Tuesday, August 7, 2012

a home by any other name...


So it has been some time maybe a month or two since I last wrote. My time here in Seattle has been spent well. I have been to see the whales, who obviously had better plans that day. I have hiked and camped and climbed and drank coffee. I've seen amazing fireworks and got caught in the rain. I've seen the Space Needle inside and out, and the market from the sidewalks view and had many a delicious snack there. My lack of writing has certainly not been due to lack of adventure. As the sun sets on my time here I've been reflecting on all that has become familiar. I'm not sure if I'll miss it, but this is at least a list of some of the little things that made my every day:
~the bouncer who lived on my floor but always asked for my ID anyway
~the enthusiastic man who sells "real change" while practicing for a football game that will never happen,
~my breakfast diner, Delicatus, and Mama's kitchen,
~the endless cracks in sidewalks that I know by heart
~sleeping on a wooden floor for two weeks like the vagabonds we were
~garbage truck lullaby's at 2 am
~terrible thursday night karaoke and bands at Central also playing for me in the living room,
~bus rides to Dan's across 520 for showers
~bike ride escapades throughout Seattle
~the sickening sweet smell of street soap and long walks home.
~Capitol Hill PRIDE and the Unicorn with its corndogs.
~Elliot bay peaking through downtown buildings
~Ryan's awesomeness and him making this all happen for me
~Dan and tequila, skee-ball, cougars, darts, getting lost, and the Great wheel
~Mark, his band, and his contagious personality..and attention deficiency
~Kevin, watching downhill races and season 4 of breaking bad while investing in an uncommon friendship
~sleeping in and sneaking out
~Haley and our "zumba class"; Jacob's hilariousness; and mine and Brandon's adventures
~Fremont summer solstice day parade/night shit show biking and beer
~4th of July at Gasworks and being so close to fireworks, you feel it in your chest when you're laying down to see them.

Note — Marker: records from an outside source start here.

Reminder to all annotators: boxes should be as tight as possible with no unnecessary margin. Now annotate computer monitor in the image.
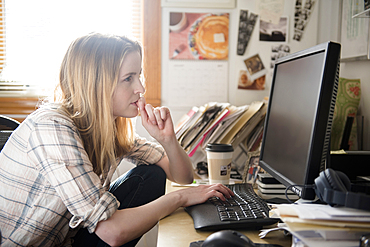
[260,42,341,200]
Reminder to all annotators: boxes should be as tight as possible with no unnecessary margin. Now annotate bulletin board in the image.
[168,60,228,107]
[341,0,370,61]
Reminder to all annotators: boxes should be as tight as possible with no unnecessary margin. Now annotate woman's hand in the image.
[138,97,176,144]
[171,184,234,207]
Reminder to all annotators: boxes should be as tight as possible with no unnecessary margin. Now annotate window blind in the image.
[0,0,5,74]
[0,0,142,91]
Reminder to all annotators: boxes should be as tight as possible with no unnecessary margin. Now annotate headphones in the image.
[315,168,370,210]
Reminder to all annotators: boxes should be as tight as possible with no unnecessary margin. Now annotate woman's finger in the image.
[145,104,157,125]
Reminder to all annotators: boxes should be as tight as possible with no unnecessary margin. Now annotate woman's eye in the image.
[124,75,132,82]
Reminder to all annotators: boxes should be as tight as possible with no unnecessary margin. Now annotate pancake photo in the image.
[169,12,229,60]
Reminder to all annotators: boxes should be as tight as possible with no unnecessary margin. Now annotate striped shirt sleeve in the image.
[28,114,119,233]
[124,135,165,165]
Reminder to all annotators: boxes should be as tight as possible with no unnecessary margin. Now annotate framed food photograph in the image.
[161,0,236,9]
[243,151,263,184]
[169,12,229,60]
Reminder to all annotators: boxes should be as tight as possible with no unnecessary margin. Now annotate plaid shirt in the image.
[0,107,164,246]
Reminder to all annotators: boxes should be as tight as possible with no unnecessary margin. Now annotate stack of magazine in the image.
[175,99,267,174]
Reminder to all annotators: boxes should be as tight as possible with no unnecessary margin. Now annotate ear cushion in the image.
[324,168,351,192]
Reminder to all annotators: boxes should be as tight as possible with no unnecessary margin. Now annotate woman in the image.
[0,34,232,246]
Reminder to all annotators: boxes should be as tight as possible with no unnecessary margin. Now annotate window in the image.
[0,0,5,73]
[0,0,141,92]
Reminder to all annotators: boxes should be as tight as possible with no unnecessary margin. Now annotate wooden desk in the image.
[157,181,292,247]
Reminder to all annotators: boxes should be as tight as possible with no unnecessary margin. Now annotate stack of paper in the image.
[175,101,267,157]
[274,204,370,247]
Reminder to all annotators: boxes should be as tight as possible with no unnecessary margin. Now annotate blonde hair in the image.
[55,33,142,175]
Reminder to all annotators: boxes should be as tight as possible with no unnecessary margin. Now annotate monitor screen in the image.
[260,42,340,200]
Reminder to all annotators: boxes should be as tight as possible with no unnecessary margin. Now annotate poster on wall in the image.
[169,12,229,60]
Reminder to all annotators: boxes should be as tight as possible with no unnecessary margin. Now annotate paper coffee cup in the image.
[206,143,234,184]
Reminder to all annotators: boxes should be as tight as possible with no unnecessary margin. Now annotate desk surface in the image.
[157,181,292,247]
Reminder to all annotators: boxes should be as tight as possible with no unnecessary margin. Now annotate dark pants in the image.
[73,165,166,247]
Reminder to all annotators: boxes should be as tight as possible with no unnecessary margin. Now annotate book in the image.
[175,106,199,134]
[181,102,222,150]
[188,108,230,157]
[219,101,265,144]
[203,105,249,148]
[176,106,206,144]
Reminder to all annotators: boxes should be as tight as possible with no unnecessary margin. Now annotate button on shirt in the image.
[0,105,164,246]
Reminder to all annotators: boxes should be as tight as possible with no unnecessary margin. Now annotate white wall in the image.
[162,0,370,150]
[318,0,370,150]
[162,0,319,122]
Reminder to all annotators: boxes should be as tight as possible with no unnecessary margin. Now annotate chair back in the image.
[0,115,20,151]
[0,115,20,130]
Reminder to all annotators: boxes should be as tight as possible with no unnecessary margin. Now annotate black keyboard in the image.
[185,183,279,231]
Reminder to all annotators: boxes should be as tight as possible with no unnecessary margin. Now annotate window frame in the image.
[141,0,162,107]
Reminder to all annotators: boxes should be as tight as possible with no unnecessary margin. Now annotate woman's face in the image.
[113,51,145,118]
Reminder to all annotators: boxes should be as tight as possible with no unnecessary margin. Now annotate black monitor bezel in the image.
[260,41,341,200]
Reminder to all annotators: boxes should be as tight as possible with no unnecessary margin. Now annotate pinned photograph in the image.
[260,16,289,42]
[238,70,266,90]
[244,54,266,81]
[169,12,229,60]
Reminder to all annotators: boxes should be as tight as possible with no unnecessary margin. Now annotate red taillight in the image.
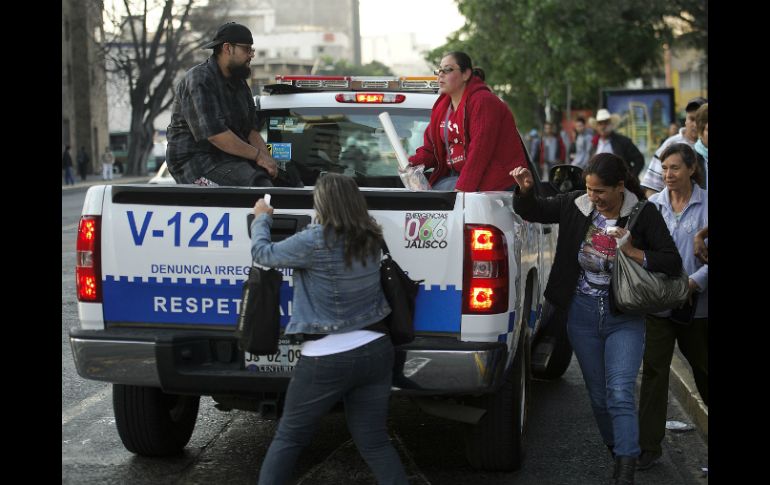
[75,216,102,303]
[463,224,508,314]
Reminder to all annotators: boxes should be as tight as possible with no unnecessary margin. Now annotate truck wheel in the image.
[112,384,200,456]
[465,327,531,471]
[532,301,572,381]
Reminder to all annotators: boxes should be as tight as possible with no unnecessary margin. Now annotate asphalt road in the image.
[62,187,708,485]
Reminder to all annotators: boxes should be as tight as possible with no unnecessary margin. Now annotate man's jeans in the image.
[567,293,644,457]
[203,160,273,187]
[259,336,408,485]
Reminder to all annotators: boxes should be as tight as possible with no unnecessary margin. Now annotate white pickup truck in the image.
[70,76,572,470]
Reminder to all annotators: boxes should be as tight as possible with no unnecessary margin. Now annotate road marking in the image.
[61,386,112,426]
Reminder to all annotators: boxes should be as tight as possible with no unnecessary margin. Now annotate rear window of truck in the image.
[255,106,430,187]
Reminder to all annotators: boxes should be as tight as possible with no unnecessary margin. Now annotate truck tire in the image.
[532,301,572,381]
[465,326,531,471]
[112,384,200,456]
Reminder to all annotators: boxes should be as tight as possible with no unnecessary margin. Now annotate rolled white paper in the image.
[379,111,409,170]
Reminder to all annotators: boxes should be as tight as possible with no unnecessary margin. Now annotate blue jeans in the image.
[259,336,408,485]
[567,293,644,457]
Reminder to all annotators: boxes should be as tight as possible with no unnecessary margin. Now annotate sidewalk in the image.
[61,174,152,192]
[668,346,709,444]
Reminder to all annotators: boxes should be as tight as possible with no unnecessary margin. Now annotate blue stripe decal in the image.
[414,285,462,333]
[102,275,462,333]
[103,275,293,327]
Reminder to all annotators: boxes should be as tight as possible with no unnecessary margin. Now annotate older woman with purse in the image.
[637,143,708,470]
[511,153,682,485]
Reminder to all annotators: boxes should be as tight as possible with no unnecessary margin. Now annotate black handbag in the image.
[235,266,283,355]
[669,292,699,325]
[611,200,689,315]
[380,240,424,345]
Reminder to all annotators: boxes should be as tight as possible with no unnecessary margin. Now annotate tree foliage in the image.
[319,56,393,76]
[426,0,708,130]
[104,0,226,175]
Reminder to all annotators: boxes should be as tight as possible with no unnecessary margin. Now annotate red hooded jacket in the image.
[409,76,527,192]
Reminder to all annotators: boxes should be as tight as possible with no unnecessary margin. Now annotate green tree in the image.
[426,0,708,131]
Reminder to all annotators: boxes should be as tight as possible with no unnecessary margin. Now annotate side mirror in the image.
[548,165,586,193]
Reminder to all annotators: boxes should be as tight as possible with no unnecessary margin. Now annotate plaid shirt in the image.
[166,55,256,184]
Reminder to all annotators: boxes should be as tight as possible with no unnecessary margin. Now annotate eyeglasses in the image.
[231,44,257,54]
[433,67,460,76]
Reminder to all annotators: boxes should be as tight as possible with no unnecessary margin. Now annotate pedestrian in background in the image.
[658,121,679,148]
[642,97,707,197]
[251,173,408,485]
[693,103,709,264]
[591,108,644,177]
[166,22,278,187]
[409,52,527,192]
[570,116,591,168]
[511,153,682,485]
[525,128,540,160]
[693,103,709,189]
[78,146,91,182]
[61,145,75,185]
[102,146,115,180]
[637,143,708,470]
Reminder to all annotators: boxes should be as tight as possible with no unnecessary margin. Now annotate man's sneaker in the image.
[636,450,661,470]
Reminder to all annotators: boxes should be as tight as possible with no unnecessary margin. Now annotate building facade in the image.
[62,0,109,173]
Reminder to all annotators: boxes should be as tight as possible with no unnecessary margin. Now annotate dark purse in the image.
[380,240,424,345]
[235,266,283,355]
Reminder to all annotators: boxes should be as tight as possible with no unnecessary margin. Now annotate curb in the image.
[669,348,709,444]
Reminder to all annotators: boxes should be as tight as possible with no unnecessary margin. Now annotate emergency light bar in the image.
[272,74,438,93]
[334,93,406,104]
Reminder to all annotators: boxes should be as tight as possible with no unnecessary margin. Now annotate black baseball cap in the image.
[684,96,708,113]
[201,22,254,49]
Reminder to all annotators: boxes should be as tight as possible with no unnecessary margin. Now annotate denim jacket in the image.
[251,214,390,334]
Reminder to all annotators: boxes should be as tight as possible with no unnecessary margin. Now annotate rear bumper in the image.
[70,329,507,396]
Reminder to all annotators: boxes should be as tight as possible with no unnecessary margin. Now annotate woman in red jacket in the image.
[409,52,527,192]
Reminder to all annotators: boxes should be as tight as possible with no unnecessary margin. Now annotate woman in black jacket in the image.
[511,153,682,484]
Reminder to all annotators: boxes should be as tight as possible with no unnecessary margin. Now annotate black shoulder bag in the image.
[235,265,283,355]
[380,239,424,345]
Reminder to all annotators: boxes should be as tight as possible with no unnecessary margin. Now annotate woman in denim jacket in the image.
[638,143,709,470]
[251,173,407,485]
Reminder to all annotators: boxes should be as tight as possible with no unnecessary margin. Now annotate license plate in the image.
[244,337,300,372]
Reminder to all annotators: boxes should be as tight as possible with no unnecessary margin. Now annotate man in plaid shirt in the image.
[166,22,278,187]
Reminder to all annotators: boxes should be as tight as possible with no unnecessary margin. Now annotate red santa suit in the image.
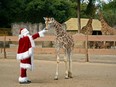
[17,28,46,82]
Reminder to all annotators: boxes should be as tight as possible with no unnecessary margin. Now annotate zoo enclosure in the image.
[0,34,116,62]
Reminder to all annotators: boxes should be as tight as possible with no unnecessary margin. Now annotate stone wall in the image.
[11,23,45,36]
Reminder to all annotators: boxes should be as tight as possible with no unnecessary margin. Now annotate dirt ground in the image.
[0,54,116,87]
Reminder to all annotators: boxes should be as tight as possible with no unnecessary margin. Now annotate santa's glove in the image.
[38,28,48,37]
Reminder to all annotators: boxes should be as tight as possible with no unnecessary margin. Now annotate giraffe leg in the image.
[68,53,73,78]
[64,55,68,79]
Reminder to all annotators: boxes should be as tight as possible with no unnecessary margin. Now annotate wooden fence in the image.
[0,34,116,61]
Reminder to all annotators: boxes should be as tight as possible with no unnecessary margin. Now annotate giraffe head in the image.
[44,17,55,29]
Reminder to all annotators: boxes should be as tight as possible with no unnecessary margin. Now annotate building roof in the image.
[65,18,101,31]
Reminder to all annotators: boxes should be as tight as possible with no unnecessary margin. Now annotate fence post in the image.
[85,34,89,62]
[4,31,6,58]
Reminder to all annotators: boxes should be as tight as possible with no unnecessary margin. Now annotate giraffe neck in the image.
[100,15,108,27]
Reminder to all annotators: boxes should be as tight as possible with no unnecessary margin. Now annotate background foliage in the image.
[0,0,116,27]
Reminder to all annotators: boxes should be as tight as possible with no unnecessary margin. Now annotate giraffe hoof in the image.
[65,76,68,79]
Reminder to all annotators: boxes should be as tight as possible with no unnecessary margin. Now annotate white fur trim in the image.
[17,47,33,60]
[20,63,32,69]
[19,77,28,82]
[28,35,35,47]
[38,28,47,37]
[19,28,29,39]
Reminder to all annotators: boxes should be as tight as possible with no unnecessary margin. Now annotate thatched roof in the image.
[65,18,101,31]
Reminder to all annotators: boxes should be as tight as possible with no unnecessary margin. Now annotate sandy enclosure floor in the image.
[0,55,116,87]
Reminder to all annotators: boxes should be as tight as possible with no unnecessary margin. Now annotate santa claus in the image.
[17,28,47,84]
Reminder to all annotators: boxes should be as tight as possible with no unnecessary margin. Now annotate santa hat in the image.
[19,28,29,38]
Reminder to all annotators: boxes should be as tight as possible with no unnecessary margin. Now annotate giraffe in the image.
[44,17,74,80]
[80,18,93,35]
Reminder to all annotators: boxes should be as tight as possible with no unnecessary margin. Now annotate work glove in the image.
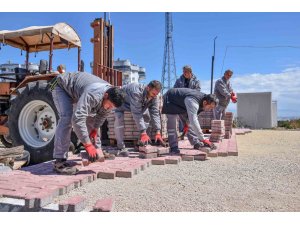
[201,139,213,148]
[140,133,151,145]
[155,133,164,143]
[183,123,189,134]
[90,129,98,142]
[84,143,98,162]
[231,92,237,103]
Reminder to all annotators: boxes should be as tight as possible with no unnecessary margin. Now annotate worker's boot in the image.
[103,151,116,160]
[170,146,180,155]
[118,148,129,157]
[53,159,79,175]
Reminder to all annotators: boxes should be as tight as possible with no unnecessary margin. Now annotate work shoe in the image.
[118,149,129,157]
[170,146,180,155]
[53,160,79,175]
[194,142,204,150]
[103,151,116,160]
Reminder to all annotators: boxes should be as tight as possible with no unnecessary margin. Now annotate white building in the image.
[114,59,146,85]
[237,92,277,129]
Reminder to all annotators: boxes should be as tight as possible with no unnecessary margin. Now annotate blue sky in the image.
[0,12,300,117]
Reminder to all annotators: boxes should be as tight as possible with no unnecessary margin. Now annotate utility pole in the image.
[161,12,177,93]
[210,36,218,94]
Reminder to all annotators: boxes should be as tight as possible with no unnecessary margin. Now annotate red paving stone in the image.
[0,129,244,211]
[93,198,114,212]
[58,196,85,212]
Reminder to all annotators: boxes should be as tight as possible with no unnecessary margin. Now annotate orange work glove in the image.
[140,133,151,144]
[90,129,98,142]
[231,92,237,103]
[183,123,189,134]
[84,143,98,162]
[155,133,163,142]
[202,139,212,148]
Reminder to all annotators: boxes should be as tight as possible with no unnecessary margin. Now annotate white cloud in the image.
[201,67,300,117]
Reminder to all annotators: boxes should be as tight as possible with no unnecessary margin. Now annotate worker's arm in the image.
[193,74,201,91]
[174,77,182,88]
[149,97,161,131]
[130,89,146,132]
[184,97,204,141]
[215,80,231,99]
[73,92,99,144]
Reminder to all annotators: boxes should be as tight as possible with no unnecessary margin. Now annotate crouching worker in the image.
[114,80,163,157]
[162,88,217,154]
[51,72,124,175]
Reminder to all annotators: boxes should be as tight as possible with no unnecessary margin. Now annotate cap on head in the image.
[57,64,66,73]
[224,70,233,75]
[182,65,192,72]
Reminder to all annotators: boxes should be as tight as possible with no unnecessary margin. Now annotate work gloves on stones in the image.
[202,139,213,148]
[140,133,151,145]
[90,129,98,142]
[84,143,104,162]
[183,123,189,134]
[231,92,237,103]
[155,133,164,143]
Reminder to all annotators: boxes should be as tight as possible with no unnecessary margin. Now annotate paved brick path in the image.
[0,129,250,212]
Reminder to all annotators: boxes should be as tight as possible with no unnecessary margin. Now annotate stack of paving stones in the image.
[224,112,233,139]
[235,128,252,135]
[107,112,140,140]
[0,151,181,212]
[198,110,214,129]
[0,129,251,212]
[209,120,225,142]
[139,145,169,159]
[107,95,173,141]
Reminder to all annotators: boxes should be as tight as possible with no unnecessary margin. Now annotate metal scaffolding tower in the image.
[161,13,177,93]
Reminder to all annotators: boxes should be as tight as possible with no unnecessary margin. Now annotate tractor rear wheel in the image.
[8,81,58,163]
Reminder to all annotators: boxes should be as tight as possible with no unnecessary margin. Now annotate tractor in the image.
[0,23,82,163]
[0,18,122,164]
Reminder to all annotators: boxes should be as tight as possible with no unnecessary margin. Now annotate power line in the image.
[221,45,300,74]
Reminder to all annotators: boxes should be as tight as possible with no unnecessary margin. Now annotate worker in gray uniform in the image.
[174,65,201,143]
[214,70,237,120]
[162,88,217,154]
[174,65,201,91]
[114,80,162,156]
[51,72,124,175]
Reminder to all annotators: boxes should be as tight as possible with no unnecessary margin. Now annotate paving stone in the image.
[58,196,85,212]
[93,198,114,212]
[151,157,166,165]
[97,169,116,179]
[181,155,194,161]
[139,145,158,153]
[166,156,181,164]
[25,191,53,208]
[139,152,157,159]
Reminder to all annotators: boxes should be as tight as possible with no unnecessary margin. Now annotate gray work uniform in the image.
[52,72,112,159]
[174,74,201,145]
[214,76,233,120]
[162,88,205,149]
[114,83,161,149]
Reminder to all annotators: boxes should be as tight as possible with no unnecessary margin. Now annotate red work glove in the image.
[183,123,189,134]
[90,129,98,142]
[231,92,237,103]
[155,133,163,142]
[84,143,98,162]
[202,139,212,148]
[140,133,151,144]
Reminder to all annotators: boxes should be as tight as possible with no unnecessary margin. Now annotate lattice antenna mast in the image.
[161,13,177,93]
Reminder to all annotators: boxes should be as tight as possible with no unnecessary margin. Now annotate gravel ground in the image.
[56,130,300,212]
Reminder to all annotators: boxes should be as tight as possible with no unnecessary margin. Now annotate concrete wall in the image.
[272,101,278,127]
[237,92,277,129]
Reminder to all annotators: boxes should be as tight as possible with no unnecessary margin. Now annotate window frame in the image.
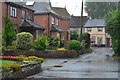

~hiking that began in the rain and ended trompsing in the snow in July
~I.P.A's and whiskey on the rocks
~downhill dead baby race/ Georgetown party and double-decker bike jousting.
~Alysha's visit and our weekend at Second Beach in La Push, a simple and stunning example of how beautiful the world can be
~bright purple and orange sea stars and green anemones
~whaling for otters and seals
~the view from just outside the city looking in...
I'm sure there are more things I could think of but these things I want to keep. I've done a terrible job of letting this city settle into my bones and I'm a little sad that the chance to do so has passed. However I did not prepare for the way I find myself now at the end. Yes the city is great, do I want to move here? Probably not, but perhaps my greatest adventure was inadvertently introverted.
Here's what I've concluded: 1) my family continues to grow and one of these days I hope to be in a position to be more supportive. 2) I am scared shit-less to go back to school and for the next three years to be signed away already 3)  Although I don't need a hand to hold when jumping from one adventure to the next, I suspect that it may not be so bad to have some one to do it with. See, I've found that when you find someone, a friend, you feel you can be yourself with, someone that makes you feel important and excited that there's still so much you still have to learn...it makes leaving that much harder and going about it by yourself seem much less sexy...or uhh...interesting..:) Now I'm not saying I'm ready for the "maybe we should move in/ get a kitten" talks by any means. But lets face it, we as humans aren't meant to survive alone, we won't live long if we keep ourselves to ourselves. I need my friends to remind me that life's ever changing and this dark moment too shall pass. When I first moved to Seattle I needed to be reminded of the world not my own just to not fall down that dark rabbit hole. Also, I need to feel love. Just like anyone else, it motivates you to live with passion and meaning, even if what you are doing isn't saving the world, or anything even close to it.
My next post may contradict everything this one says but for now, I've left Seattle. I'm on my way towards a great new chapter, I am excited, I am nervous and I am hopeful. Seattle, you may be a mystery but I'm happy you were my mystery.